Foreign Ministry spokesman Bahram Ghasemi said on Monday that US and other violators of the most fundamental human rights are not in a position to pass judgments on other countries. Ghasemi said the US is not entitled to lecture other countries on human rights.

Condemning anti-Iran statement of the foreign ministers participating in the conference themed ‘Religious Freedom in the US’, he said that the move is interference in the country’s internal affairs and based on incorrect data, unrealistic and biased.

Noting that these few countries pretend to 'represent the international community', he said that the US and other violators of the most basic human rights do not deserve to make unilateral judgments about other  countries and cultures, especially on the subject of human rights.

Recalling the progressive Constitution of the Islamic Republic of Iran and recent enactment by the Expediency Council on rights of the religious minorities, Ghasemi said that the history of Iran has witnessed peaceful coexistence of different religions, as followers of all divine religions enjoy all civil rights and actively participate in Majlis and other elected institutes’ polls. 

Denouncing Mike Pence’s imaginative, self-fabricated comments on religious beliefs during the conference, he said that the Iranian people have lived peacefully in the course of the history and followers of divine religions perform their rituals in various religious centers across the country.
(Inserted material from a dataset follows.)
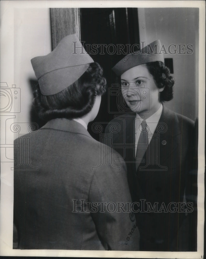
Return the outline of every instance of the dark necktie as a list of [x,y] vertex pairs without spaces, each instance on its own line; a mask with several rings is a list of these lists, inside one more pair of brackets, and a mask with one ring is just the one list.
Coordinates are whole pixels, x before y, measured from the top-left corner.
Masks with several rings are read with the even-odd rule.
[[[146,121],[143,120],[141,123],[142,130],[138,141],[137,152],[136,153],[136,169],[137,170],[141,162],[139,160],[142,160],[145,152],[146,151],[148,146],[147,134],[148,126]],[[139,159],[137,160],[137,159]]]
A basic violation of human rights in the United States is separation of children from their parents at the southern border of U.S. with Mexico. The practice of separating immigrant children from their parents has been widely condemned both inside and outside of the United States. 

 

The administration of President Donald Trump has faced fierce criticism for separating more than 2,000 children from their families in order to prosecute their parents for crossing the border from Mexico illegally. Trump backed down last week, signing an executive order to keep families together in detention during immigration proceedings.
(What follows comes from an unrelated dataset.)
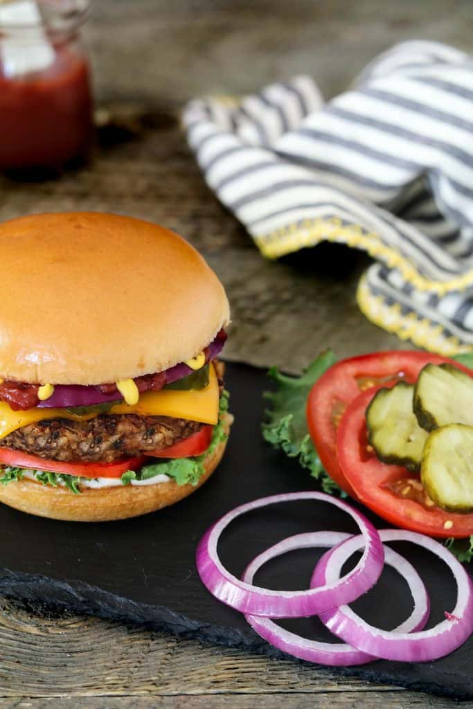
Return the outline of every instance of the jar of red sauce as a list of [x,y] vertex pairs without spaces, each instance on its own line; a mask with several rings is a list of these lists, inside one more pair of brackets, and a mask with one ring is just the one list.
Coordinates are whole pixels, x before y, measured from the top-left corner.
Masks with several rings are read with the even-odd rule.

A US federal judge bars separation of immigrants from children and orders their reunification after seventeen states seek to sue Donald Trump administration over its immigration policy.

Recently, U.S. District Judge Dana Sabraw in San Diego ruled that U.S. immigration agents could no longer separate immigrant parents and children caught crossing the border from Mexico illegally, after Seventeen states are suing to force the Donald Trump administration to reunite migrant families who have been separated at the US-Mexico border.
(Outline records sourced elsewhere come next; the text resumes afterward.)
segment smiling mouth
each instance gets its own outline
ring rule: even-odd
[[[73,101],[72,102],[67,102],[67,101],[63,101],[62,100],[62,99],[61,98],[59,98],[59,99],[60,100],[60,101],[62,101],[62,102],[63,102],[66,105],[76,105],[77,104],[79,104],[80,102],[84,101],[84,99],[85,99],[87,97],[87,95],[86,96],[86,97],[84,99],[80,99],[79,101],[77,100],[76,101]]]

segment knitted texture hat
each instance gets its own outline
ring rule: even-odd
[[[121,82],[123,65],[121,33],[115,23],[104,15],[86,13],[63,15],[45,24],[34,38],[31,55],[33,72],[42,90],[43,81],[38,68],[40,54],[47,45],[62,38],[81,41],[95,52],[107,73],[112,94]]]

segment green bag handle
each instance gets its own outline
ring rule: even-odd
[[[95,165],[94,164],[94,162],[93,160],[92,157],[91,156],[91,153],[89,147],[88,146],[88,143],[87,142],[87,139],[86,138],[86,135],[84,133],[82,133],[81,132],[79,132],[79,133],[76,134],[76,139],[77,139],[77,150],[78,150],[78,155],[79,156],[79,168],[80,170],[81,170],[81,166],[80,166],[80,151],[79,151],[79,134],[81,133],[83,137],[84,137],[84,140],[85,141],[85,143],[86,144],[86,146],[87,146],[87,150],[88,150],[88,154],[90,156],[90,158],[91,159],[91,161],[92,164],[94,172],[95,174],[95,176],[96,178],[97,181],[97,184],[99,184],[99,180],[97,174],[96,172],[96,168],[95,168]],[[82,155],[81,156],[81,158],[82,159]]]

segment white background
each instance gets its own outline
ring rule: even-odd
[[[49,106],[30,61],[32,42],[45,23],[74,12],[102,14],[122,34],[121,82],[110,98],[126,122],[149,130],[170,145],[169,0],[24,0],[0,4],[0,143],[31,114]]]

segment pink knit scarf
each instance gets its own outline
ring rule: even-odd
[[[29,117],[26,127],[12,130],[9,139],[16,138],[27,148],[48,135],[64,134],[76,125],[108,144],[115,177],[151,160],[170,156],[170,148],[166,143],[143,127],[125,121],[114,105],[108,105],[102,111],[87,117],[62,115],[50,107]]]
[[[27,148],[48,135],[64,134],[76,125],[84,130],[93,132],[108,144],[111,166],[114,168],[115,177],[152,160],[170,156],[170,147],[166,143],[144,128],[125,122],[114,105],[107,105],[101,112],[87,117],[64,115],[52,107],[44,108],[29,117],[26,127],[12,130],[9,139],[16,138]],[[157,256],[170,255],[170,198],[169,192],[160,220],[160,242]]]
About  2,342 children have been separated from their families over  the past eight weeks or so.  Shockingly, these children are being kept in large metal cages , which very much resemble prisons. 

The imprisonment of parents and children  has triggered a  massive wave of condemnation, from ordinary Americans, Church groups, and even  former first ladies,  such as Rosalynn Carter, Laura Bush (who called it “cruel” and “immoral”), Michelle Obama and Hillary Clinton, who lost the 2016 election to Trump. Even the current first lady, Melania Trump, has released a statement saying she “hates to see” children separated from their families. Trump's own daughter Ivanka  has also spoken against taking children away from their parents.

Many Democrats and some Republican politicians  have also roundly condemned the Trump administration's policies towards illegal immigrants.